Sauvage ou civilisé.
C’est à peu près le choix offert par le mondovino ces temps-ci. Devinez où va la préférence du bobo. Spontanément, il vote
« sauvage », l’imbécile, sans rien savoir des miracles que cette notion encourage, s’agissant de vin. Quand l’idée d’un vin civilisé, cette chance, le révulse absolument, lui fait penser à son ascendance honnie, des bourgeois, pfuit.
Pour comprendre ce qui coince dans cette intransigeance de chaisière, mettons des photos.
Photo 1
Haut-brion est un vin civilisé.
Et pas seulement parce que c’est un premier cru de Bordeaux, pas seulement parce que ce vin est un tel monument que tous les dégustateurs à l’aveugle le reconnaissent instantanément. À cause du raffinement, à cause de l’élégance, à cause de la pérennité prodigieuse, des siècles, des émotions aussi fortes qu'elles sont culturelles. Un vin dont on peut se vanter d’en avoir bu.
Photo 2
Un hermitage de Chave est un vin sauvage.
Bien sûr, on n’est pas dans la marmite bouillonnante qu’affectionne tant ledit bobo. Pourtant, c’est ça. Une expression de terroir ébouriffée, des épices puissants, un milieu de bouche ample et enthousiasmant, une longueur interminable, un sourcil circonflexe, un paysan courbé sur ses coteaux abrupts, une histoire pas courante, une larme à écraser.
Baissons d’un cran le niveau de saccage de vos finances, ce blog n’est pas l’hôtel des impôts. Pour moins de 30 euros, un château-fieuzal est un vin civilisé et un clos-des-fées est un sauvage.
L’un, au fur et à mesure du temps, se discipline, se coule dans un modèle admirable, rejoint la troupe de ses aïeux couverts de gloire, d’honneurs et prépare des joies infinies à quiconque aura eu la sagesse d’en préserver une paire de caisses.
L’autre, qui n’a pas de parents, sorte de génération spontanée régie par son inventeur, évolue dans le verre à toute vitesse au point qu’on croirait regarder un film moderne, arrive nu sur la scène devant tout le monde et, comme le fieuzal ci-dessus et pour des raisons différentes, emporte l’adhésion des amateurs subjugués, mais moins facilement qu’un grand bordeaux historique. Ce que les talibans du vin appellent une déformation du goût, ah, ah, ah. Rions (la vraie raison tient au nombre de cols en circulation).
De quoi a-t-on envie ?
Des deux, évidemment. De l’un et de l’autre.
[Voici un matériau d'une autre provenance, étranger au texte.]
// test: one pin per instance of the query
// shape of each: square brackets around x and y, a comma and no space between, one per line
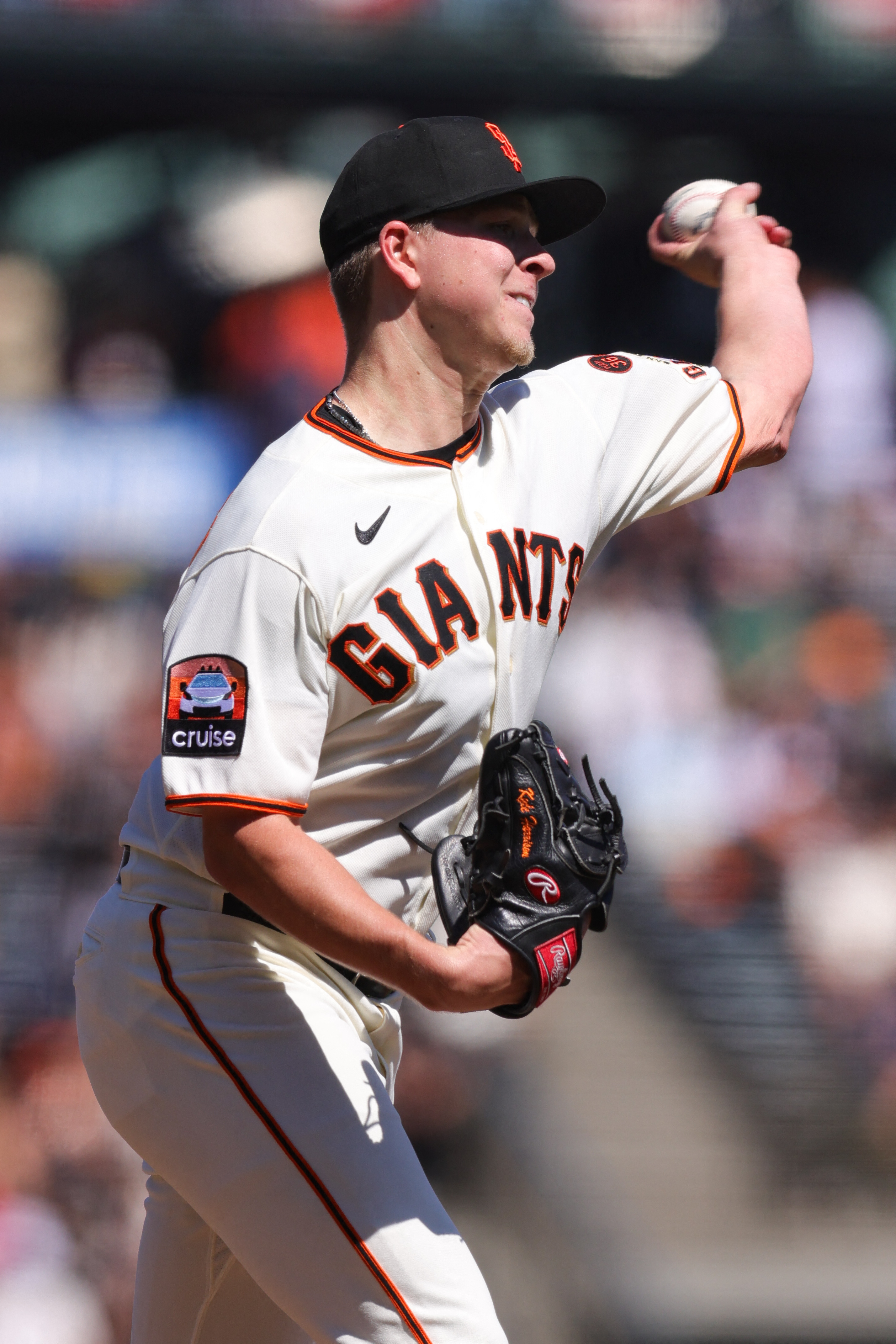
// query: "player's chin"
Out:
[519,351]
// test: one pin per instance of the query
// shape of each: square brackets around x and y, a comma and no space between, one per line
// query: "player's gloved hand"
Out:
[731,234]
[541,867]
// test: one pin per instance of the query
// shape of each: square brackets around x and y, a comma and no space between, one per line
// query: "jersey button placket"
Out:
[476,534]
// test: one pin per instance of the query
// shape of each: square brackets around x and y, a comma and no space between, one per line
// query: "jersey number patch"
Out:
[206,699]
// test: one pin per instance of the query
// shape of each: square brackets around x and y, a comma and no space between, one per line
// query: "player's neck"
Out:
[407,398]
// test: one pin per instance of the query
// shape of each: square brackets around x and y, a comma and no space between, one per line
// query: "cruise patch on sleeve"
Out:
[610,363]
[206,701]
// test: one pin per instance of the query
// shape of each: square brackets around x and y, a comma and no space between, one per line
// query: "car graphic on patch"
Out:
[209,696]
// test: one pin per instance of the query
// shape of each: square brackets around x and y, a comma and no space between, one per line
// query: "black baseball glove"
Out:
[541,866]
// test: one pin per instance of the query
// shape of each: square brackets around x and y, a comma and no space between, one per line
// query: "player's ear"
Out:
[400,246]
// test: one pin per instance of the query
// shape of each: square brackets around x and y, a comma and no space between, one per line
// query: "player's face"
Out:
[480,275]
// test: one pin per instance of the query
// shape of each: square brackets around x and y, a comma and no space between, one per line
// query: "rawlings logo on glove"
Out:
[539,870]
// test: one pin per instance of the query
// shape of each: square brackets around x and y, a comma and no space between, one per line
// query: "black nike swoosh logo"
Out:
[366,538]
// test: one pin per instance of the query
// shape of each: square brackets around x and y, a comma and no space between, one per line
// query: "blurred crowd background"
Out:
[164,314]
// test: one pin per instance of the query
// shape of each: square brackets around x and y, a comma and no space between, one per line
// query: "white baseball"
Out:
[690,212]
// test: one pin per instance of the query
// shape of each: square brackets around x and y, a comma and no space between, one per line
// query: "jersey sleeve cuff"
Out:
[194,804]
[734,448]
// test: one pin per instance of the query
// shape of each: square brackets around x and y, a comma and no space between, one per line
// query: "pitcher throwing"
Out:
[379,599]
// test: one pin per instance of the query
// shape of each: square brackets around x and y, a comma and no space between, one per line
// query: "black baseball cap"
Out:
[444,163]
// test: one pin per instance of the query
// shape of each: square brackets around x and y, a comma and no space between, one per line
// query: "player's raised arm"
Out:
[764,349]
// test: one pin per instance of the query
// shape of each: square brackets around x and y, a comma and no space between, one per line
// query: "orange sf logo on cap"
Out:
[506,144]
Pas le même jour et sans doute pas avec les mêmes convives. On peut penser qu’on servira un grand bordeaux à un public sensible au prestige du vin et à sa « facilité » (très relative) quand le clos-des-fées sera servi d’abord aux curieux, aux amateurs (ceux qui ont tout bu, tout lu) et à ceux qui sont flattés par l’idée qu’on se fait de l’éclectisme de leurs goûts. Il faut tout et le contraire de tout. Le bordeaux-bashing dénonce un mental de plouc et ne pas connaître les vins du Roussillon est une faute, pas juste un manquement.
Faut-il prendre parti ?
Bien sûr que non. Tous les vins, sous réserve qu’ils soient loyaux et marchands, bons et bien faits, valent qu’on s’y intéresse. J’ai découvert des tas de choses au fil du temps et je ne brûle jamais ce que j’ai adoré, même si je m’en suis écarté quelque temps. C’est parce qu’on a bu des rosés pâles qu’on aime les rosés denses en couleur. C’est parce qu’on a aimé les bordeaux qu’on y revient sans cesse, ravi de découvrir de nouvelles interprétations ou de confirmer des sensations anciennes, capable enfin de comprendre quelque chose aux milliards de vins aimables qui passent sous nos yeux écarquillés en une danse hypnotique mille fois recommencée. C’est parce qu’on est tombé un jour sur un vin du Clos des fées qu’on se dit que le monde est vaste et qu’on s’en réjouit. Chacun s’adosse à sa culture avec une fière et farouche détermination, mais bon. Les bordeaux et les roussillons sont les deux nouvelles frontières du vin.
Ne sortez pas vos passeports, c'est moins loin que San Francisco.